Now my kids have grown into a lifestyle of simply not taking care of their things and not really wanting to keep the household clean. Mama’s upset about the state of all of it doesn’t really move anyone because Mama’s been kind of a b*tch for the last several years as the symptoms of her condition got worse.
So… first, Mama canceled this afternoon’s events “because obviously we need more time to get things done”. That resulted in lots of playing. Cool that they’re having a good time, but Mama can’t do it all by herself. Then I tried some consistent redirection. #fail
The biggest mistake Mama made was telling them that I sold tonights tickets to “the circus” (it’s really Cirque Shanghai). Oh my. They get upset, but they don’t exactly get motivated to do anything. In fact, sometimes BigGuy will cry and plead that “he’ll do AAAANNNYYYYthing” to get whatever he lost back and sometimes, I fall for it. I tell him to do some subset of what he was responsible for and he still won’t do it.

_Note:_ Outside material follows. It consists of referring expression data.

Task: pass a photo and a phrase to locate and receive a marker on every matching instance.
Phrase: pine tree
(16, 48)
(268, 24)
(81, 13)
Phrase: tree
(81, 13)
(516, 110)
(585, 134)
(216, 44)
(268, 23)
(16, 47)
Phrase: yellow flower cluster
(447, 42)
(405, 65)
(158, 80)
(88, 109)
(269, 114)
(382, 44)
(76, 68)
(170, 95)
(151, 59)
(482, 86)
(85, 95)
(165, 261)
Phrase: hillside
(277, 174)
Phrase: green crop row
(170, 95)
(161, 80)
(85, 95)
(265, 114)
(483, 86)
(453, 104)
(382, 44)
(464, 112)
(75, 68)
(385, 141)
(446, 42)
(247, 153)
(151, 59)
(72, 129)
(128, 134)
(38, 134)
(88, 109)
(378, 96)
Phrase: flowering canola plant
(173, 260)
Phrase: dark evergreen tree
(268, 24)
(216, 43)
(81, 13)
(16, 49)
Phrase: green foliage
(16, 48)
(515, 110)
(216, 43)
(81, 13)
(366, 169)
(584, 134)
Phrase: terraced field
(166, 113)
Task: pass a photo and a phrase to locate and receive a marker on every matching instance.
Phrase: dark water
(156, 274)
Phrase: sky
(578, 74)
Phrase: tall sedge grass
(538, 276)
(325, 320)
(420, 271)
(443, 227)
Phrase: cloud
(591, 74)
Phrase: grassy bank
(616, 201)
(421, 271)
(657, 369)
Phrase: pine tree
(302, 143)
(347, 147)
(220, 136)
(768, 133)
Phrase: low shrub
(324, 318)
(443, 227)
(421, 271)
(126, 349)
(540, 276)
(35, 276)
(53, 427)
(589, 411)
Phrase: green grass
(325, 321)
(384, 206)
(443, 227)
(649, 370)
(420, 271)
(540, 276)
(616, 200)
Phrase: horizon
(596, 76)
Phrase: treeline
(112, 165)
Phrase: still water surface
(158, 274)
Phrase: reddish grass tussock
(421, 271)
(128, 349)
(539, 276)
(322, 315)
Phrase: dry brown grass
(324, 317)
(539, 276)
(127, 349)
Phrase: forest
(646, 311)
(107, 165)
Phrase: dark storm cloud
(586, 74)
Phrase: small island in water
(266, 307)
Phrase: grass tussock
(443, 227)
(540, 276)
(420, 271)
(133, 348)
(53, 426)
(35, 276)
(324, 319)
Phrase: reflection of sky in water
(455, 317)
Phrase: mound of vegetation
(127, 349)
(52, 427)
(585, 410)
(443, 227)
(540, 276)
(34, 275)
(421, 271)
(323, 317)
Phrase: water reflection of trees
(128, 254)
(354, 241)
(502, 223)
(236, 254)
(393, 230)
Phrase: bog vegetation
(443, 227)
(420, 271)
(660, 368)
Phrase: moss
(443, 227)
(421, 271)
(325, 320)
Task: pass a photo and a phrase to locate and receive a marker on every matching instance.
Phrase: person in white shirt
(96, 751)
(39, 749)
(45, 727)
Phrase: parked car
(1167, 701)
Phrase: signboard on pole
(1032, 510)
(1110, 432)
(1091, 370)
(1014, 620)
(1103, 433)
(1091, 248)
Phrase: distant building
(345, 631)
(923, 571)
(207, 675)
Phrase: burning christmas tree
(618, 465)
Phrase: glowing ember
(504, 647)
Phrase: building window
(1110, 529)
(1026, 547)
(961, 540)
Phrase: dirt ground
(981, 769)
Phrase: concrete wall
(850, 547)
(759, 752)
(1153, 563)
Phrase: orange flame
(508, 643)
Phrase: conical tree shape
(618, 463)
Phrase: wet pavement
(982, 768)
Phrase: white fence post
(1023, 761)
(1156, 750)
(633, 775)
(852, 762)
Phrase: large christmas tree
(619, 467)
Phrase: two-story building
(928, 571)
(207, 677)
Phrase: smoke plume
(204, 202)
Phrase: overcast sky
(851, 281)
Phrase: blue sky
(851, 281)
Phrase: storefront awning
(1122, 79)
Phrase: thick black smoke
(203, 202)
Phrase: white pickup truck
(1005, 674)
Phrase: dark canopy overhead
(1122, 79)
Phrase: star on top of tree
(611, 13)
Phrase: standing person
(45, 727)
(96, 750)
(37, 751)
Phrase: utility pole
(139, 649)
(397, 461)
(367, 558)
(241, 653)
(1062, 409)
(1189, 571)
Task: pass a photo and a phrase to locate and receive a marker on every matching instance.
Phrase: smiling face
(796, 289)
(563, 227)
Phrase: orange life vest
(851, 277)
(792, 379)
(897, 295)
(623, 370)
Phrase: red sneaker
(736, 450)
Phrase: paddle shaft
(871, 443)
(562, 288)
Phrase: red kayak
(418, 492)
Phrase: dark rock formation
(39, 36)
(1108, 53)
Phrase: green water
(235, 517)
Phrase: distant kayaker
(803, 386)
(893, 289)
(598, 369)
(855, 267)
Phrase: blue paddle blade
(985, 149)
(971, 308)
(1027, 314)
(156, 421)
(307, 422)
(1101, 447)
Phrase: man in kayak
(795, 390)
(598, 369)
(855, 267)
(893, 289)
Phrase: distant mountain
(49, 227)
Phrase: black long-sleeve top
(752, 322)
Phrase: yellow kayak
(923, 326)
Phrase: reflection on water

The whole thing is really just a parenting mess that needs to be made right. And the way I’m handling it is nothing positive… which is making everyone miserable and not exactly suring up the shaky foundation we’re working with.
Mama’s decided that I need to be WITH my kids as they do this–talking them through it and helping them find joy in the process until it becomes a habit. I need to be engaged instead of just barking out orders.